Experiencing Data Latency Issue in Azure Log Analytics for West US 2 Region - 07/14 - Resolved

Former Employee

Jul 14, 2021

Final Update: Wednesday, 14 July 2021 03:24 UTC

We've confirmed that all systems are back to normal with no customer impact as of 07/14, 03:10 UTC. Our logs show the incident started on 07/13, 23:30 UTC and that during the 3 hours and 40 minutes that it took to resolve the issue subset of customers using Azure Log Analytics in West US 2 Region experienced issues with intermittent Log Data Latency and Incorrect Alert Activation .

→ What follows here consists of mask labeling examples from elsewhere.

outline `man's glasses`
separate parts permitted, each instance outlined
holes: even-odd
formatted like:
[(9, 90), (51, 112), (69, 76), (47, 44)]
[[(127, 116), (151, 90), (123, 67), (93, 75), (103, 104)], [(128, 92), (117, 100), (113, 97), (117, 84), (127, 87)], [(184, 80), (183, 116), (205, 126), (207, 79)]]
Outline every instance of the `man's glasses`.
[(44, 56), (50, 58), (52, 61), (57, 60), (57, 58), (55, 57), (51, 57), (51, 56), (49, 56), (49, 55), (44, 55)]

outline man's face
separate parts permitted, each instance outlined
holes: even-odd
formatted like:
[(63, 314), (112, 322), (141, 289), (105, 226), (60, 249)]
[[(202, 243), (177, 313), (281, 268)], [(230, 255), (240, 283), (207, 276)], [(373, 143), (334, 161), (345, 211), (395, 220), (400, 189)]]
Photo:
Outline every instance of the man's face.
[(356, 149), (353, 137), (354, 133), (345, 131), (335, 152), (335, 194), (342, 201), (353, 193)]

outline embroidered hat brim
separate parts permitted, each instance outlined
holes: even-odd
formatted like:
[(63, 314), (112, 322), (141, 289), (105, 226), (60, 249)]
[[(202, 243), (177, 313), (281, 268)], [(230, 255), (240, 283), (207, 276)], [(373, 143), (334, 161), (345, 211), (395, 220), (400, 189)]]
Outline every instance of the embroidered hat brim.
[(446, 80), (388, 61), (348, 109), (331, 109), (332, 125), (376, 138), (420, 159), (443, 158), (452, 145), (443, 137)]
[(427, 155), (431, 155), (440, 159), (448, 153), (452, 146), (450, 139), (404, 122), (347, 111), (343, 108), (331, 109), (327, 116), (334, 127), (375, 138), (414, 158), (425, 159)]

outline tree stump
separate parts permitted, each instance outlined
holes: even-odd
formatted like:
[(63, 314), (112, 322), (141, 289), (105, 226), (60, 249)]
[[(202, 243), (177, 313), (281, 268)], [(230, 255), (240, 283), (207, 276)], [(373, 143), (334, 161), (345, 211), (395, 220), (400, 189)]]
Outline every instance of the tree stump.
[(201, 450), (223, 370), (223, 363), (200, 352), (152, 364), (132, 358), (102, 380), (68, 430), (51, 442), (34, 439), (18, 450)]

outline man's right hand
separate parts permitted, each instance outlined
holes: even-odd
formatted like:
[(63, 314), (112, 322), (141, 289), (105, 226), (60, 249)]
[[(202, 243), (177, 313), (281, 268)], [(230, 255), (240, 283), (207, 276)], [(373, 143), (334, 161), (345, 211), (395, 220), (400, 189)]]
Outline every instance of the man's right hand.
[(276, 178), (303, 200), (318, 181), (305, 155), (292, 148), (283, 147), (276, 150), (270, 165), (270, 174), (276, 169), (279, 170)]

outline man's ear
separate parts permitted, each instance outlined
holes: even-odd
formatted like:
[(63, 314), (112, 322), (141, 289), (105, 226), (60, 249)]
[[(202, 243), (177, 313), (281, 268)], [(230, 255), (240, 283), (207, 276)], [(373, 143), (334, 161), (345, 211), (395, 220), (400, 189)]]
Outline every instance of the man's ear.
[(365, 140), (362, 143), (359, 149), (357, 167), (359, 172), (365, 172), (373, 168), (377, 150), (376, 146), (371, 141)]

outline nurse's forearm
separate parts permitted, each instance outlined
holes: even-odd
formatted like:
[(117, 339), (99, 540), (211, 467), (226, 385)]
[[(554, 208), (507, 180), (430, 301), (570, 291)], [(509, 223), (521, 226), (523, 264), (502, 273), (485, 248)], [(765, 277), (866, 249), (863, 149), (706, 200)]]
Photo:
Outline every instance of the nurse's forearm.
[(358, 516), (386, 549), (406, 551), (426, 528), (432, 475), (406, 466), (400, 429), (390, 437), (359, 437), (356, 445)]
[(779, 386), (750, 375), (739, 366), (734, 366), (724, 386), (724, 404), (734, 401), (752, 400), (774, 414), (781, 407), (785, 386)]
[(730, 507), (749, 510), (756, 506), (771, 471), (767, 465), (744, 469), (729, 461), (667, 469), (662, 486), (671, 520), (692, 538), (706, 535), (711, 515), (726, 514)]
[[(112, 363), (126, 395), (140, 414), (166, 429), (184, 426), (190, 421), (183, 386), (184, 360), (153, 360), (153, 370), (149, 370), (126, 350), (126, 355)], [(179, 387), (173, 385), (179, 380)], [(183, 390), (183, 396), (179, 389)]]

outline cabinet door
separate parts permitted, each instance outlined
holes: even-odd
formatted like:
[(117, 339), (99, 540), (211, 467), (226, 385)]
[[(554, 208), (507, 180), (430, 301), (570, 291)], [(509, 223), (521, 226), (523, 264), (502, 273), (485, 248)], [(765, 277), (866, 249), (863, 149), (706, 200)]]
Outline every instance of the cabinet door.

Root Cause: The failure was due to issues with unhealthy nodes in the backend services.
Incident Timeline: 3 Hours & 40 minutes - 07/13, 23:30 UTC through 07/14, 03:10 UTC

We understand that customers rely on Azure Log Analytics as a critical service and apologize for any impact this incident caused.

-Jayadev

Update: Wednesday, 14 July 2021 02:24 UTC

Root cause has been isolated to issue related to some of the nodes in the backend service which went unhealthy and that led to queue buildup which was impacting data latency for Azure Log Analytics Customers in West US 2 Region. To address this issue we restarted the affected nodes and scaled out the clusters to drain the backlog queue. Some customers may experience issues with intermittent log data latency and incorrect alert activation starting from 07/13 23:30 UTC and we estimate the issue to be resolved in the next 4 hours.